Poynter reported yesterday that NPR will be combining its news application desk and multimedia desk into a single 14-person team—a move that will allow them to focus on finding the best way to tell stories visually and interactively online.
As a radio network, NPR may be particularly well suited to taking advantage of web as a medium given the creativity with which radio has taken advantage of its constraints. Radio shows have long used inventive techniques to extend the capabilities of audio entertainment. It will be interesting to see how NPR’s new team will innovate.
The Internet deserves innovative story telling too. With all the interactive power computers can lend to online media, it’s a shame that many news organizations have stuck with text, photos and video—the staples of print and broadcast.

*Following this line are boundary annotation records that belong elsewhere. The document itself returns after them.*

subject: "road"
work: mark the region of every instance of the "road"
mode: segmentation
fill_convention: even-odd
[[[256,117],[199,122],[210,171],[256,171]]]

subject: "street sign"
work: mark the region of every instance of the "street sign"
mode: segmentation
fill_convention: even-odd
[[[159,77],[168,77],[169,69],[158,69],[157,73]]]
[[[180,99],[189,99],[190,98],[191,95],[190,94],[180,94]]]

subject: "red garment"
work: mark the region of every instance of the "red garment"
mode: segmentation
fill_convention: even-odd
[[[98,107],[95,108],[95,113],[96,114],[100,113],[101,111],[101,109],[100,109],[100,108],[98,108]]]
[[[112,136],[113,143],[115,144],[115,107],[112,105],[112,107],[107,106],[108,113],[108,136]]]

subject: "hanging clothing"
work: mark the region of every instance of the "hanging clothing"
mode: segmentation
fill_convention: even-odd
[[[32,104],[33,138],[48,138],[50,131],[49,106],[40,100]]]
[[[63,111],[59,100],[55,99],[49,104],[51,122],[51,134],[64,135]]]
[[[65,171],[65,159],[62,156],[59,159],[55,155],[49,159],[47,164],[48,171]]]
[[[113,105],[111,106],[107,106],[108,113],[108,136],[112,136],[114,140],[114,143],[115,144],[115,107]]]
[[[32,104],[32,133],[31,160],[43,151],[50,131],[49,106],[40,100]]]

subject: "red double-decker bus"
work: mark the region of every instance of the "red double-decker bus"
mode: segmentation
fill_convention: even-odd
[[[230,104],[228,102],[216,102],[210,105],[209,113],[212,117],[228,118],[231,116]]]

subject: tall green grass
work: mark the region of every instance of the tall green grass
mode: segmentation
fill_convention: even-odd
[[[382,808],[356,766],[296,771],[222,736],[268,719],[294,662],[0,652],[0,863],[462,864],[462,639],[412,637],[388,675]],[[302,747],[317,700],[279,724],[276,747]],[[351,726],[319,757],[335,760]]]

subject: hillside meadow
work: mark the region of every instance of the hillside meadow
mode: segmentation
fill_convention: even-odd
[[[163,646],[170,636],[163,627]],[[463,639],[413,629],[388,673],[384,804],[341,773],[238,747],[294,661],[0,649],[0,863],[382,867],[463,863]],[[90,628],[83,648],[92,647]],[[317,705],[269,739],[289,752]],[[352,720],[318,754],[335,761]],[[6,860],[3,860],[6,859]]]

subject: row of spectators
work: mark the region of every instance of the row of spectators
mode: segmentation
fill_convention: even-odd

The best the web has to offer right now are what are called parallax-scrolling websites that present media in slides as the visitor scrolls down the webpage. The New York Times has done several and other companies like Apple have used the technique to advertise new products.
But this is hardly the boundary of the web. The Internet has incredible database, search and graphic technology that, for the most part, have remained untapped.
Of course, creative web stories are costly. Coding and production in addition to the costs of researching and reporting limit the scope of what is feasible for most stories, especially when the return on investment is questionable.
But the web offers the opportunity to do things that have never been possible in legacy formats. It’s worth experimenting, because any innovation could well change how we experience news.